There was a furtive spirit within her to-night.

But she could not see the book; so she sat still, listening to the blind man and gazing at the calm sea just below her. A boat was waiting there. She could see the cushions, which were white and looked ghastly in the darkness, the dim form of the rower standing up to search for clients.

“Barca! Barca!”

He had seen her.

She drew back a little. As she did so her chair made a grating noise, and instantly the sharp ears of the Padrone caught a sound betokening the presence of a new-comer in his restaurant. It might be a queen, an empress! Who could tell?

With his stiff yet alert military gait, he at once came marching down towards her, staring hard with his big, bright eyes. When he saw who it was he threw up his brown hands.

“The Signora of the storm!” he exclaimed. He moved as if about to turn around. “I must tell—”

But Hermione stopped him with a quick, decisive gesture.

“One moment, Signore.”

The Padrone approached aristocratically.

“The Marchese Isidoro Panacci is here dining with friends, the Duca di—”

“Yes, yes. But I am only here for a moment, so it is not worth while to tell the Marchese.”

“You are not going to dine, Signora! The food of Frisio does not please you!”

He cast up his eyes in deep distress.

“Indeed it does. But I have dined. What I want is a cup of coffee, and—and a liqueur—une fine. And may I look over your wonderful visitors’ book?
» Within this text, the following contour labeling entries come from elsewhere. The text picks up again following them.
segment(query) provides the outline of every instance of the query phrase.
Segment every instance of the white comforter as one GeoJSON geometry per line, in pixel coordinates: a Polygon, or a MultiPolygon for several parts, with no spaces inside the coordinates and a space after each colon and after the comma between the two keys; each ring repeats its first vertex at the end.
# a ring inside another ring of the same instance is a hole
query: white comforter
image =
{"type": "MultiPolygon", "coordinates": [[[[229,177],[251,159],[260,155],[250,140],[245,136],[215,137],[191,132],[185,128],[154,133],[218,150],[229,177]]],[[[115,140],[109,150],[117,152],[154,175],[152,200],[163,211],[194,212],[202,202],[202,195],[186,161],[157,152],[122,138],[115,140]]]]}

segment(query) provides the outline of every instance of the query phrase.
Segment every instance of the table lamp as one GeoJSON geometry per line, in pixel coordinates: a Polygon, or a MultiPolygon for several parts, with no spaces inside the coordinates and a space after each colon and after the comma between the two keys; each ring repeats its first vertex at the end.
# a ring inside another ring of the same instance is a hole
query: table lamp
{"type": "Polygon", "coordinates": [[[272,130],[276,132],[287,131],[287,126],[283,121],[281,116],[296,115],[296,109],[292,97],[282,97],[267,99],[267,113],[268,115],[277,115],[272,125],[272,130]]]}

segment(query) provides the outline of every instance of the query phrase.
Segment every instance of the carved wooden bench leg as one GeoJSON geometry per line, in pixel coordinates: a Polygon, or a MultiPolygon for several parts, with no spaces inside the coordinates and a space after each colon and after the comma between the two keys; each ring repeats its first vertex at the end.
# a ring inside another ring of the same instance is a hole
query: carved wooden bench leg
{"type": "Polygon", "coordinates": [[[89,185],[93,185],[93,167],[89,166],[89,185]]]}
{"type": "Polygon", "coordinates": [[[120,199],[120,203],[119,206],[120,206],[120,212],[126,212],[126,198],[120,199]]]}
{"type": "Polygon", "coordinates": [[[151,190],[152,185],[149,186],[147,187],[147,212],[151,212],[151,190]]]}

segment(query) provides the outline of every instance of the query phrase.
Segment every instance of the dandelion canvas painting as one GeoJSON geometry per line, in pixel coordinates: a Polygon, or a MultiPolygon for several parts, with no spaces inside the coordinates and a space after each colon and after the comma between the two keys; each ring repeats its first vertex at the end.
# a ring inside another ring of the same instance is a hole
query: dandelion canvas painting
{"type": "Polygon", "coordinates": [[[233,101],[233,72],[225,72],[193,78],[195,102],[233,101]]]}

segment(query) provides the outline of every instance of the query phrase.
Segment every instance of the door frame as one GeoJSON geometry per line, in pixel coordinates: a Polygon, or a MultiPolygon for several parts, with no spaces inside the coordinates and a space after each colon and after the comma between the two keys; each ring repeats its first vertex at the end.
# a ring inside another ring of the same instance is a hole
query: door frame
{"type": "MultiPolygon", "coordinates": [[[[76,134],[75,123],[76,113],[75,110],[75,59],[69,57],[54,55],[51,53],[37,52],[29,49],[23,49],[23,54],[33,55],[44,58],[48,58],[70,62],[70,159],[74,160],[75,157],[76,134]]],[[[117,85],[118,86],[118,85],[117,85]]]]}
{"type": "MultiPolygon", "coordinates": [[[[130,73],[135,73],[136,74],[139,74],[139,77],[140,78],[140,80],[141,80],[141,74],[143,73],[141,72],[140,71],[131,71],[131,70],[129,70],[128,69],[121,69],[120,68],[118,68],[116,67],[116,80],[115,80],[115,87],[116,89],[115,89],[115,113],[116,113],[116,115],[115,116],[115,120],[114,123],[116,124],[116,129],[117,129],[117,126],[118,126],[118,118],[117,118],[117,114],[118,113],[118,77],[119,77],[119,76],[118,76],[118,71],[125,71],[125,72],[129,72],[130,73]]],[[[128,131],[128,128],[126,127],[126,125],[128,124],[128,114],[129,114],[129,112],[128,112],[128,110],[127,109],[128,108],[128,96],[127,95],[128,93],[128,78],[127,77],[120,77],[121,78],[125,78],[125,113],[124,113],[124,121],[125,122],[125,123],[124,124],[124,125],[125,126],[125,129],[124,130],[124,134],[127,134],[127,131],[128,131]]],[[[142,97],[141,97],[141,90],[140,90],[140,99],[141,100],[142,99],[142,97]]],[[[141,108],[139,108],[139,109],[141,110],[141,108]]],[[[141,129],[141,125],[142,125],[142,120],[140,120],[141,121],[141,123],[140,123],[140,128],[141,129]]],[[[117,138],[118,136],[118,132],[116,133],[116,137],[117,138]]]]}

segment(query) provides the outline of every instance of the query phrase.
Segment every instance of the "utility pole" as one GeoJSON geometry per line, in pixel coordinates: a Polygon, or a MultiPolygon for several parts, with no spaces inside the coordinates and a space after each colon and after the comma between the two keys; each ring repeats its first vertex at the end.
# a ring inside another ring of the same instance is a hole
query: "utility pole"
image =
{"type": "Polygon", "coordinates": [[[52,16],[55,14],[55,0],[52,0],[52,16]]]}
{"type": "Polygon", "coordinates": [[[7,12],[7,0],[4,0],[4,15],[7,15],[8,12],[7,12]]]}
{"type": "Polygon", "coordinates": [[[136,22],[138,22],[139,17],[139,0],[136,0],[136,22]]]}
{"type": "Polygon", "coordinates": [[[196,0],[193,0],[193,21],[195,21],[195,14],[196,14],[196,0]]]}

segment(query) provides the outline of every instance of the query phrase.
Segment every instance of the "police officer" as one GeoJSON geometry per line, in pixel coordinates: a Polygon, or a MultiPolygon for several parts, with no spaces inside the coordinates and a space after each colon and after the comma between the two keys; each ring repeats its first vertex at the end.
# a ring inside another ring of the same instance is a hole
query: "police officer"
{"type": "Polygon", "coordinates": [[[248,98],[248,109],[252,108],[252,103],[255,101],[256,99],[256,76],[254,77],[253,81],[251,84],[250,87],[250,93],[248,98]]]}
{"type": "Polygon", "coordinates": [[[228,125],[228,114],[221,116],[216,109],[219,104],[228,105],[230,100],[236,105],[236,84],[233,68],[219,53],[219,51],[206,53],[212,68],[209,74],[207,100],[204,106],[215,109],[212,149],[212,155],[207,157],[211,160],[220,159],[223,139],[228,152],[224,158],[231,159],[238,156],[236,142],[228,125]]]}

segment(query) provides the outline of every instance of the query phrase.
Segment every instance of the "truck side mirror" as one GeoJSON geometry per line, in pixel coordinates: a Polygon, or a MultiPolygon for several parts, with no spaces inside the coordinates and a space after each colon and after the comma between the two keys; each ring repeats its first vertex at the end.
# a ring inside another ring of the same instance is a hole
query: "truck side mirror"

To tell the truth, that is what I have come for, to see the marvellous book. I hadn’t enough time the other night. May I?”

The Padrone was appeased. He smiled graciously and turned upon his heels.

“At once, Signora.”

“And—not a word to the Marchese! He is with friends. I would rather not disturb him.”

The Padrone threw up his chin and clicked his tongue against his teeth. A shrewd, though not at all impudent, expression had come into his face. A Signora alone, at night, in a restaurant! He was a man of the great world. He understood. What a mercy it was to be “educato”!

He came back again almost directly, bearing the book as a sacristan might bear a black-letter Bible.

“Ecco, Signora.”

With a superb gesture he placed it before her.

“The coffee, the fine. Attendez, Signora, pour un petit momento.”

He stood to see the effect of his French upon her. She forced into her face a look of pious admiration, and he at once departed. Hermione opened the book rather furtively. She had the unpleasant sensation of doing a surreptitious action, and she was an almost abnormally straightforward woman by nature. The book was large, and contained an immense number of inscriptions and signatures in handwritings that varied as strangely as do the characters of men. She turned the leaves hastily. Where had Emile written? Not at the end of the book. She remembered that his signature had been followed by others, although she had not seen, or tried to see, what he had written. Perhaps his name was near Tolstoy’s. They had read together Tolstoy’sVedi Napoli e poi Mori.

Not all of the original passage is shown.